The municipal council of Qarawat Bani Hassan was not warned that their water supply was going to be nearly shut off for days, and attempts to get answers from Israel, through the Palestinian Authority, did not bear any fruit.
Text and photos by: Ahmad al-Bazz / Activestills.org
Last Wednesday, without any prior warning, the majority of houses in the West Bank village of Qarawat Bani Hassan, near Salfit, woke up to find that they had no running water. Municipal workers checked the village’s main water valve, located on Road 505, a few meters from the illegal Israeli settlement outpost of Ma’ale Israel.
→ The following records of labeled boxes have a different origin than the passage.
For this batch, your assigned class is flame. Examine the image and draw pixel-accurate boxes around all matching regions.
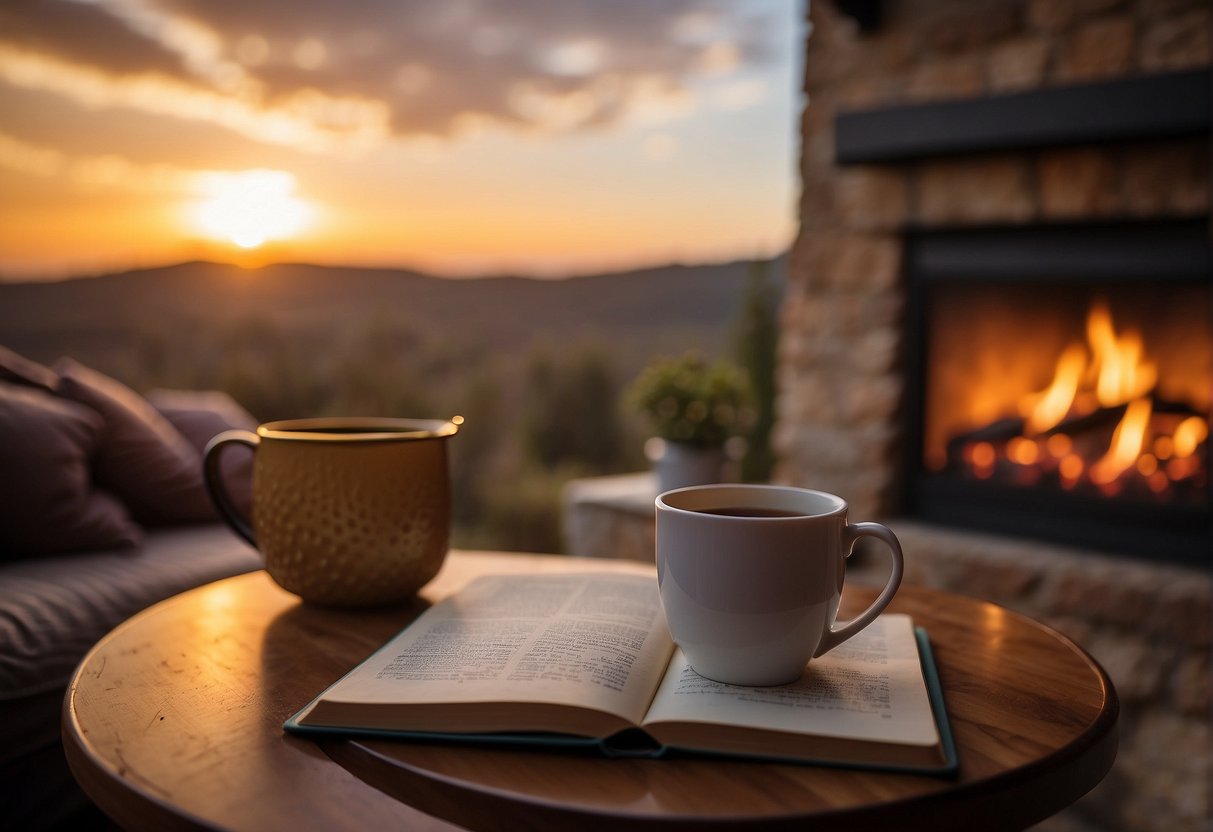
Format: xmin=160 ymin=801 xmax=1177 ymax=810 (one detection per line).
xmin=961 ymin=301 xmax=1209 ymax=498
xmin=1020 ymin=343 xmax=1087 ymax=437
xmin=1171 ymin=416 xmax=1209 ymax=458
xmin=1087 ymin=302 xmax=1158 ymax=408
xmin=1020 ymin=301 xmax=1158 ymax=437
xmin=1090 ymin=399 xmax=1154 ymax=485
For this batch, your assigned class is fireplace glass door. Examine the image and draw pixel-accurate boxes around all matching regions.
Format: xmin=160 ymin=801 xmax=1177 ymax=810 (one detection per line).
xmin=906 ymin=223 xmax=1213 ymax=563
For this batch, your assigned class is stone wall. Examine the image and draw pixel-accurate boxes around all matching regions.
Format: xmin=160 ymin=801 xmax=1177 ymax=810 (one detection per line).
xmin=774 ymin=0 xmax=1213 ymax=831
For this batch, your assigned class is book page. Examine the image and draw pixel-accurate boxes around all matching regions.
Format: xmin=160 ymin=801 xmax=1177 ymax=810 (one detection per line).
xmin=644 ymin=615 xmax=939 ymax=745
xmin=310 ymin=574 xmax=673 ymax=723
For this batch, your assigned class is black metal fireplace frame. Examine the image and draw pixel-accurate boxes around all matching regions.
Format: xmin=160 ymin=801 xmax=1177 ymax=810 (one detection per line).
xmin=901 ymin=220 xmax=1213 ymax=566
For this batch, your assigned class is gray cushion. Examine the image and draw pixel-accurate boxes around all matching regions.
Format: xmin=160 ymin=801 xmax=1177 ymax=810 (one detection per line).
xmin=0 ymin=381 xmax=142 ymax=560
xmin=0 ymin=524 xmax=262 ymax=703
xmin=55 ymin=358 xmax=216 ymax=524
xmin=147 ymin=389 xmax=257 ymax=517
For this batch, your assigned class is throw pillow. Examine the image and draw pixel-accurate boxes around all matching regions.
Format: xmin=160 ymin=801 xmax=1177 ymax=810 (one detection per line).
xmin=0 ymin=382 xmax=142 ymax=559
xmin=0 ymin=347 xmax=58 ymax=393
xmin=55 ymin=358 xmax=216 ymax=524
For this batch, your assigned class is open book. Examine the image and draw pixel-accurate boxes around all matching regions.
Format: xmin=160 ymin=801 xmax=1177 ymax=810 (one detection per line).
xmin=285 ymin=574 xmax=956 ymax=774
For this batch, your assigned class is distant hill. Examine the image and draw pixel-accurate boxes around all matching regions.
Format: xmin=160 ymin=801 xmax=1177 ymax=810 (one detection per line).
xmin=0 ymin=261 xmax=782 ymax=380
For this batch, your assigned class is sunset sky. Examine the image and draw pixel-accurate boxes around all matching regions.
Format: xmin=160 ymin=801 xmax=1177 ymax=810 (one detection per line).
xmin=0 ymin=0 xmax=804 ymax=279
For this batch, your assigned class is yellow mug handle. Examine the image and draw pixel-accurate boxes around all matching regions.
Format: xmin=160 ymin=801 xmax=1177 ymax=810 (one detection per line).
xmin=203 ymin=431 xmax=261 ymax=547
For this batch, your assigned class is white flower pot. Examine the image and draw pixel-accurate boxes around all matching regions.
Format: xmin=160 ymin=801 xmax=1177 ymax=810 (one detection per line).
xmin=644 ymin=437 xmax=729 ymax=494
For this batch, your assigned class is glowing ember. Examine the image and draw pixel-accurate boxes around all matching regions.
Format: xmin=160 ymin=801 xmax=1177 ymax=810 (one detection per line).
xmin=947 ymin=302 xmax=1209 ymax=498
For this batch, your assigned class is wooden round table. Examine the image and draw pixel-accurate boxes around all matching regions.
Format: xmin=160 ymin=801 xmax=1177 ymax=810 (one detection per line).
xmin=63 ymin=552 xmax=1117 ymax=832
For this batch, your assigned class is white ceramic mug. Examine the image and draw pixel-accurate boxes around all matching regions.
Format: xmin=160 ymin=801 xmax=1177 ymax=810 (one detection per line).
xmin=656 ymin=485 xmax=902 ymax=685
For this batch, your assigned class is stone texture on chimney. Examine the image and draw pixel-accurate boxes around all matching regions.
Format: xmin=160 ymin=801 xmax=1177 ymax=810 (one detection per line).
xmin=774 ymin=0 xmax=1213 ymax=832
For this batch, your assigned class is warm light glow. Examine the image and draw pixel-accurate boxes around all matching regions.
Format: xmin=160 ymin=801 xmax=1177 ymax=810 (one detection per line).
xmin=1044 ymin=433 xmax=1074 ymax=460
xmin=1023 ymin=344 xmax=1087 ymax=435
xmin=1090 ymin=399 xmax=1154 ymax=485
xmin=1172 ymin=416 xmax=1209 ymax=458
xmin=194 ymin=170 xmax=312 ymax=249
xmin=1007 ymin=437 xmax=1041 ymax=465
xmin=1058 ymin=454 xmax=1083 ymax=483
xmin=1087 ymin=303 xmax=1158 ymax=408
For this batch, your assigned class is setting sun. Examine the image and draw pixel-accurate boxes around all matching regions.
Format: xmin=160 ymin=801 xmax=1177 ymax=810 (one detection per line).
xmin=193 ymin=170 xmax=313 ymax=249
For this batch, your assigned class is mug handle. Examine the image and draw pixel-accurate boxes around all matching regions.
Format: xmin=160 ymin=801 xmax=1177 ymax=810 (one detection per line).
xmin=203 ymin=431 xmax=261 ymax=547
xmin=813 ymin=523 xmax=905 ymax=659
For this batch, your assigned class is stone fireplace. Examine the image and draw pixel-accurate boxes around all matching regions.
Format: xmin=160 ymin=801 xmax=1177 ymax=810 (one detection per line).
xmin=775 ymin=0 xmax=1213 ymax=830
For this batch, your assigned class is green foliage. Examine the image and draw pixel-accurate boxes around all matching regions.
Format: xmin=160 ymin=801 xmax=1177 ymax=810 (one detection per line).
xmin=7 ymin=264 xmax=766 ymax=551
xmin=626 ymin=353 xmax=753 ymax=448
xmin=733 ymin=261 xmax=780 ymax=483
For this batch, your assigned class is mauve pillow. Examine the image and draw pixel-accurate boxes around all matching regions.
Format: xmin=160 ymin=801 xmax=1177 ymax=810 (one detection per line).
xmin=0 ymin=382 xmax=142 ymax=559
xmin=55 ymin=358 xmax=216 ymax=525
xmin=0 ymin=347 xmax=58 ymax=393
xmin=147 ymin=391 xmax=257 ymax=518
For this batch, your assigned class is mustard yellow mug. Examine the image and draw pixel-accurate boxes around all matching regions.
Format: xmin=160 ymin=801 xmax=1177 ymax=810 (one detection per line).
xmin=203 ymin=417 xmax=462 ymax=606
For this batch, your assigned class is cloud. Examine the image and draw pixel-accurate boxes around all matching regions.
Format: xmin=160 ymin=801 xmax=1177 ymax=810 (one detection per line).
xmin=0 ymin=0 xmax=782 ymax=144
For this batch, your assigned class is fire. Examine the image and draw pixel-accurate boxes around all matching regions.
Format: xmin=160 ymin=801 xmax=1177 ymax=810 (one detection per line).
xmin=957 ymin=302 xmax=1209 ymax=498
xmin=1020 ymin=302 xmax=1158 ymax=435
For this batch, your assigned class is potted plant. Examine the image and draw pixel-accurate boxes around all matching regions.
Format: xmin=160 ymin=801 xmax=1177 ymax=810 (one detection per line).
xmin=626 ymin=353 xmax=753 ymax=491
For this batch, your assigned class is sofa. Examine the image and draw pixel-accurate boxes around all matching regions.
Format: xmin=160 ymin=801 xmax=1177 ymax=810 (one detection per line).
xmin=0 ymin=347 xmax=261 ymax=830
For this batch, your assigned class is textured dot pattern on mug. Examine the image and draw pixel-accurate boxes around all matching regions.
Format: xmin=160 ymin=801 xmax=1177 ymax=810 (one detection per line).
xmin=254 ymin=444 xmax=446 ymax=603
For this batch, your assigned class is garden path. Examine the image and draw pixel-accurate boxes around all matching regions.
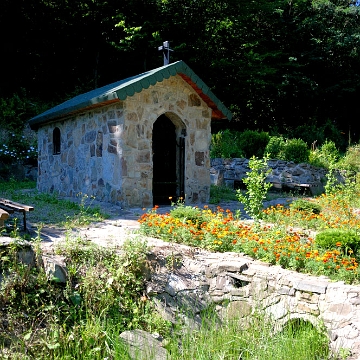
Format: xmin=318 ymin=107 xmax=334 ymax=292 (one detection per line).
xmin=38 ymin=197 xmax=294 ymax=253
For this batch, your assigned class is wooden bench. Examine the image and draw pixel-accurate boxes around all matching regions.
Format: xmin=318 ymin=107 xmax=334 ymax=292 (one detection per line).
xmin=0 ymin=198 xmax=34 ymax=231
xmin=0 ymin=209 xmax=9 ymax=229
“We discovered that the main water valve was almost shut off, [and locked in place] with a lock and chain in order to limit our portion of water and prevent anyone from increasing it,” said Hosam Asem, the manager of Qarawat Bani Hassan municipal council.
“We contacted the Israeli side through the Palestinian authority but we didn’t get any answers or explanations for such a step,” He added. “It’s odd that the Israelis didn’t inform us beforehand.”
According to the municipal council, the supply of water for each villager has now been reduced to about two liters per day, as all of the neighboring Palestinian villages now receive a total of 97 cubic meters per hour. The four surrounding Israeli settlements, Barkan, Revava, Kiryat Netafim and Ma’ale Israel were reportedly not affected by the crisis.
Those villagers who own small water wells beside their homes decided to put them to use, while others were forced to buy water in tanks from other villages. After four days, 90 percent of the homes were back to being supplied with the normal amount of water. The remainder were still waiting a solution for their problem.
According to Ewash, Palestinians currently utilize no more than 10 per cent of the West Bank’s shared water resources, while Israel exploits the remainder. The coalition of 27 organizations working in water and sanitation in the occupied territories argues that under international law, the water resources should be shared equitably and reasonably by Israel and Palestine. The average domestic consumption rate for Palestinians living in the West Bank is 70 liters per day. The “absolute minimum” recommended by the WHO is 100 liters per day. In Israel, the average is 300 liters per day.